Understanding the User: An Intent-Based Ranking Dataset

Abhijit Anand,Jurek Leonhardt,V Venktesh,Avishek Anand
2024-08-30
Abstract:As information retrieval systems continue to evolve, accurate evaluation and benchmarking of these systems become pivotal. Web search datasets, such as MS MARCO, primarily provide short keyword queries without accompanying intent or descriptions, posing a challenge in comprehending the underlying information need. This paper proposes an approach to augmenting such datasets to annotate informative query descriptions, with a focus on two prominent benchmark datasets: TREC-DL-21 and TREC-DL-22. Our methodology involves utilizing state-of-the-art LLMs to analyze and comprehend the implicit intent within individual queries from benchmark datasets. By extracting key semantic elements, we construct detailed and contextually rich descriptions for these queries. To validate the generated query descriptions, we employ crowdsourcing as a reliable means of obtaining diverse human perspectives on the accuracy and informativeness of the descriptions. This information can be used as an evaluation set for tasks such as ranking, query rewriting, or others.

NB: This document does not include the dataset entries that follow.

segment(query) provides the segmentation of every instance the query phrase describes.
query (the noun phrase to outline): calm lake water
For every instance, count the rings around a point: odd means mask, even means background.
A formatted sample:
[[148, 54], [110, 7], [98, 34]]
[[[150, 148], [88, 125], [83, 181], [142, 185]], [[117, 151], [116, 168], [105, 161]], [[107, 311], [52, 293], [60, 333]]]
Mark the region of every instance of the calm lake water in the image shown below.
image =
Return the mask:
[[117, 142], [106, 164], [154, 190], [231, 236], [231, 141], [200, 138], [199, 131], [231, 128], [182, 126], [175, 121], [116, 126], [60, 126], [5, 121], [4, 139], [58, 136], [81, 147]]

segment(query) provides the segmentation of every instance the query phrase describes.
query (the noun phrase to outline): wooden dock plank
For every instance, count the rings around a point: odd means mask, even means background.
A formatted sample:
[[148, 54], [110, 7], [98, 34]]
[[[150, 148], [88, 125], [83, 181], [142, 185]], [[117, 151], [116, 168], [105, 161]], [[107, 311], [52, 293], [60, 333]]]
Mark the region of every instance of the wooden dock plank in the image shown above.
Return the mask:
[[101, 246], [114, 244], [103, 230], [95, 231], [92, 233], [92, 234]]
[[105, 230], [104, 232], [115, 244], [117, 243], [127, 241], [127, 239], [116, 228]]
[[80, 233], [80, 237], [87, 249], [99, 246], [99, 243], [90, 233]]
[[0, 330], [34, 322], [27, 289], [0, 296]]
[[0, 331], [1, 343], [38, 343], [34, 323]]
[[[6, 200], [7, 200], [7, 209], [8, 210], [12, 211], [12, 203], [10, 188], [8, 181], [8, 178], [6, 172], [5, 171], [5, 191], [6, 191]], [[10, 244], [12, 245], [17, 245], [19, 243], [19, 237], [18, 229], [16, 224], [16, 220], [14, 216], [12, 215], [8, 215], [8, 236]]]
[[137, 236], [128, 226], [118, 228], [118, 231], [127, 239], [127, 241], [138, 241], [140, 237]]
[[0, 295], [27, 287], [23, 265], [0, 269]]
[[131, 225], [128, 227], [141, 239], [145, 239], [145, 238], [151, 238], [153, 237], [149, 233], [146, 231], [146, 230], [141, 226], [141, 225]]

Information Retrieval,Artificial Intelligence
What problem does this paper attempt to address?
### Problems the Paper Attempts to Solve This paper aims to address the gap between user intent and machine understanding in information retrieval systems. Specifically: 1. **Aligning User Intent with Machine Intent**: - Current information retrieval systems often struggle to accurately understand the actual needs of users when processing their queries. This mismatch may stem from the complexity and variability in how users express their queries and how systems interpret and handle these needs. 2. **Limitations of Existing Datasets**: - The datasets currently used to train ranking models (such as MS MARCO) primarily provide short keyword queries without accompanying query intent or descriptions, making it difficult to understand the underlying information needs. To address these issues, the paper proposes a method to enhance existing datasets by annotating detailed query descriptions to better reflect user intent. Specifically, the authors utilize advanced large language models (LLMs) to analyze and understand the implicit intent within queries in benchmark datasets and extract key semantic elements to construct detailed and context-rich descriptions. To verify the accuracy of the generated query descriptions, the authors employ a crowdsourcing approach to gather diverse user feedback. This information can serve as evaluation sets for tasks such as ranking, query rewriting, etc. The main contribution of the paper is the introduction of a new dataset named DL-MIA, which contains 2655 (query, intent, passage, label) tuples derived from the TREC-DL 2021 and 2022 test sets. Through this dataset, researchers can more finely measure the gap between user intent and queries and apply it to various ranking scenarios, such as re-ranking, diversification, intent coverage, or query suggestion tasks.